Roberto Tonussi

uno dei primi 5 piloti a cui l’Abarth consegnò la SE025 Formula Italia è Roberto Tonussi, che corse il Trofeo Nazionale 1972 col telaio n.0009 ed alcune gare nel 1973 con la 0006

in seguito si allontanò dalle piste, ma si deve a lui l’idea e l’esistenza di questo sito: Roberto è una persona di grande serietà e generosità, che contribuisce ogni volta che può a documentare la storia della Formula Italia, con equilibrio, sobrietà e concretezza

il mio impegno a far meglio possibile è motivato dalla fiducia che mi ha accordato Roberto Tonussi, anche consegnandomi il dominio formulaitalia.it

Andrea Fois

da sinistra: Caneva, Tonussi, Bozzetto, Troyer, Spataro

5 domande a Roberto Tonussi:

prima della Formula Italia, quale era stata la tua esperienza da appassionato e sportivo nel motorsport?
Due anni in F850 (1970 e 1971), ed una gara in salita con una Fiat 128 GR1

quali ambizioni avevi, iniziando l’esperienza in Formula Italia?
Correre in F3 a Montecarlo

come descriveresti il contorno, l’ambiente attorno alla Formula Italia, dall’arrivo al circuito fino alla partenza dal weekend di gara?
Rispetto alla mia precedente esperienza nelle gare in F850, nell’ambiente della Formula Italia avvertivo una maggiore tensione, una comprensibile rivalità tra noi piloti, tutti molto giovani.
La CSAI aveva promesso di aiutare il vincitore del trofeo 1972 nel passaggio alle categorie superiori; la posta in gioco era alta, e gareggiavamo tutti al massimo delle nostre possibilità. Si formavano gruppi di piloti amici con momenti di convivialità, ma al via ciascuno correva per vincere.
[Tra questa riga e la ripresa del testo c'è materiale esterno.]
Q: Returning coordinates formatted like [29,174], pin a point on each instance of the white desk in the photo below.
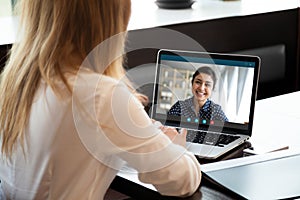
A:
[277,122]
il tuo più bel ricordo? ed il peggiore?
Il mio più bel ricordo è legato al giorno del ritiro della Formula Italia presso gli stabilimenti ABARTH, e ai giorni che seguirono a Varano de’ Melegari per il corso di pilotaggio di Henry Morrogh, nella primavera del 1972. Il peggiore, la sospensione della mia licenza di pilota per una presunta irregolarità tecnica, nell’autunno dello stesso anno.

che giudizio avevi ed hai della monoposto SE025?
Il mio primo giudizio fu molto negativo, la vettura non si comportava come una vera monoposto, sottosterzo ed elevato rollio la rendevano più simile ad una vettura da turismo; non era la vettura che mi aspettavo di guidare.
Inoltre, nella prima gara a Monza la mortalità infantile della neonata monoposto raggiunse l’80%, e dei 15 superstiti che presero il via alla finale, solo 6 vetture tagliarono il traguardo, e non tutte in buona salute.
I guai si presentarono già nelle qualifiche del sabato, ed alcune vetture non furono nemmeno in grado di prendere il via il giorno seguente. Io cercai di portare a termine la gara senza danni, conclusi sesto ed ultimo, ma con la macchina in buone condizioni.

Alcuni dei problemi emersi (barre antirollio invertite, rottura di giunti omocinetici, calo di pressione dell’impianto di lubrificazione con fusione delle bronzine di banco, rotture di alcuni serbatoi di sicurezza causate dalla deformazione elastica dei telai), furono risolti prima della seconda gara a Imola, dove fu invece l’esuberanza di noi giovani piloti a lasciare sul percorso molte vetture.
Gara dopo gara, affidabilità e comportamento delle vetture migliorarono, e già l’anno successivo, anche grazie all’adozione del differenziale autobloccante, la Formula Italia divenne una vera monoposto, ulteriormente migliorata negli anni seguenti da abili preparatori, alcuni dei quali lasciarono un segno nel motorsport.
La Formula Italia si dimostrò formula addestrativa estremamente valida, e lo confermano i molti piloti che, passando da queste vetture, sono giunti ai massimi livelli degli sport motoristici.